The move came in response to a presentation by Water Watch Mission - Abbotsford detailing Ottawa’s stance that “municipalities must either privatize their water services or they will not be considered for funding for water projects.” WWMA Mission spokesperson Janet Chalmers called the federal position coercive and unfair, adding that “the federal government should not be demanding that communities like Mission sell off our vital public services to be operated for private profit.”
Chalmers told Council: “We want you to tell the federal government to invest in renewal, replacement and operation of public water and wastewater infrastructure and to stop compelling municipalities to apply for federal funding through P3 Canada. We want our water treatment in public hands, including the management of it.’’
Last spring, Mission District Council joined a growing list of BC communities that have rejected proposals to privatize their water services. The District bowed out of a proposed $300-million Stave Lake P3 water supply and treatment project. A resolution on the same project will be on the ballot in November’s civic elections in nearby Abbotsford.

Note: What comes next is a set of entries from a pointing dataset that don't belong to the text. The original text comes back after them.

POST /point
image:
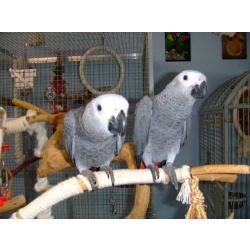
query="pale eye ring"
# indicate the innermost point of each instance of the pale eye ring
(99, 107)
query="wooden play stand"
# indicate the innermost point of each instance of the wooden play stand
(10, 202)
(54, 160)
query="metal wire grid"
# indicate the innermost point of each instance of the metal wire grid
(219, 143)
(131, 47)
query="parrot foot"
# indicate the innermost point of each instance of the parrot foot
(109, 171)
(154, 171)
(170, 170)
(90, 176)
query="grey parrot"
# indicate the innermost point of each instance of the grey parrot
(94, 135)
(162, 123)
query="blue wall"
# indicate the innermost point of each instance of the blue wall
(206, 56)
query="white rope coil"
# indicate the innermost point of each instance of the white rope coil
(60, 192)
(72, 187)
(42, 184)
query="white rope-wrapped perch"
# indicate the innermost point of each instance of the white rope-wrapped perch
(77, 185)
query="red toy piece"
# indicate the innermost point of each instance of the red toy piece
(59, 85)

CUPE water campaigner and Mission resident Diane Kalen-Sukra spoke on the rejected project: “We watched many council members, not just here in Mission but also in Abbotsford, agonize and express dismay at the predicament our municipalities have been put in to access federal funds for vital infrastructure projects. You were being forced to push it through this P3 stream or to privatize our public services - in this case involving the operation (for the proposed Stave Lake project) of our water services for the next 25 years. Mission Council made the correct decision in turning it down.”
WWMA representatives asked Council to support a resolution at the upcoming Union of BC Municipalities annual meeting in Vancouver Sept. 20-26. The resolution, drafted by Burnaby City Council, calls on the federal government to provide funding for public water infrastructure and delivery projects.